Today, with modern computers, the process of editing a feature film can feasibly be completed by an editor with an assistant, and maybe a helpful producer or production manager clearing legal and licensing hurdles. Similar efficiency gains have revolutionized filmmaking across the board, from digital cameras, to LED lights, to digital and cloud-based paperwork for production and legal, and beyond.
The sheer shrinking of the cost of making a film is nothing short of a miracle. It should be easier than ever to make a buck, right?
As an artist, craftsman, or even just someone who wants to know that their work isn’t a waste of time, we want the films we make to reach their full potential; We want our films to reach everyone who find it valuable.
And as entrepreneurs, or at least as people who wish to make a living this way, we want to capture a commensurate share of the value our films make.
This is how I see the paradigm: even if a film is a bit niche, it still has value. Maybe there are 10,000 people around the world who would be willing to pay a ticket price to see it, and maybe 5,000 people who would be willing to purchase a DVD or digital copy, and maybe another 100,000 people would watch it on an ad-supported platform that pays some dividend to the filmmakers. And then throw in a few other avenues like merchandise and supportive patrons.
Aggregated together, that would be the film’s hypothetical total value, and maybe that could total out to $500,000. Not bad! It’s our challenge as the creators to find a way to distribute the film in such a way that its full value can be realized while managing costs and partnerships in order to capture some of that value so that we can have a sustainable career.
And I refuse to believe that this isn’t more possible in today’s day and age considering that we don’t have to edit on flatbed machines anymore. Independent filmmaking should be more dynamic and successful than ever, but it’s not.
The US film industry is producing fewer films and shows, and those films and shows are being built off of pre-existing IPs. If independent filmmaking was healthy, then we would expect to see more and more originals and independents punching far above their weight and to see the studios racing to platform them — but that is not the case. There may be more independent films as a raw total, but they are a miniscule part of the industry that the studios can’t even be bothered to even look at.

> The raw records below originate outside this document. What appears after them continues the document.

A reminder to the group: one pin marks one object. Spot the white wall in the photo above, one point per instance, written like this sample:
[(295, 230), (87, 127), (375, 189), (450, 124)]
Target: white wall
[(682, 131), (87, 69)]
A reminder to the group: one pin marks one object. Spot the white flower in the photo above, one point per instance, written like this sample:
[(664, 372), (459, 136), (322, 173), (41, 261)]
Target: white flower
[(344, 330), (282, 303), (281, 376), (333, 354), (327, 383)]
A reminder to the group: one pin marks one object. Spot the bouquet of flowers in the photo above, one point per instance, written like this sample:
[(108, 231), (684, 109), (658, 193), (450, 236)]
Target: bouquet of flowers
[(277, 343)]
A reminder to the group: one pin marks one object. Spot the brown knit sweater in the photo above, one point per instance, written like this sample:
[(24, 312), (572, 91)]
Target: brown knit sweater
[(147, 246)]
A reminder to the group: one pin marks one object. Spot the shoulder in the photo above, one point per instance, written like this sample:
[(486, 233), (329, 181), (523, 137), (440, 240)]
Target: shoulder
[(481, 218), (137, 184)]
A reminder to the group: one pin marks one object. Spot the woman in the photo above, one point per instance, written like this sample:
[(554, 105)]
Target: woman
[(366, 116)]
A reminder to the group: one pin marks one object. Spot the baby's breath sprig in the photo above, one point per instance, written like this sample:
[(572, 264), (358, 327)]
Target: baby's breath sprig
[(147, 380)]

Why? Many people have put forth a diverse array of answers; maybe it’s the paradigm shift of the Chinese market, or the Millennials and their digital consumption habits. My answer is that the streaming business model is built to make us fail.
If you make a film, how many other people in the world have either the personal desire or the economic incentive to help make that film succeed? It used to be, say 10-20 years ago, that you could contract with a sales agent and they would do a lot of the heavy lifting; package your film, pitch it to networks, studios and distributors, work with VHS and DVD manufacturers, and advertise it in key markets. And what we took for granted in this model is that everyone involved, from the DVD makers to the networks and studios, to the distributors, theaters and advertisers, makes more money when more people see the movie.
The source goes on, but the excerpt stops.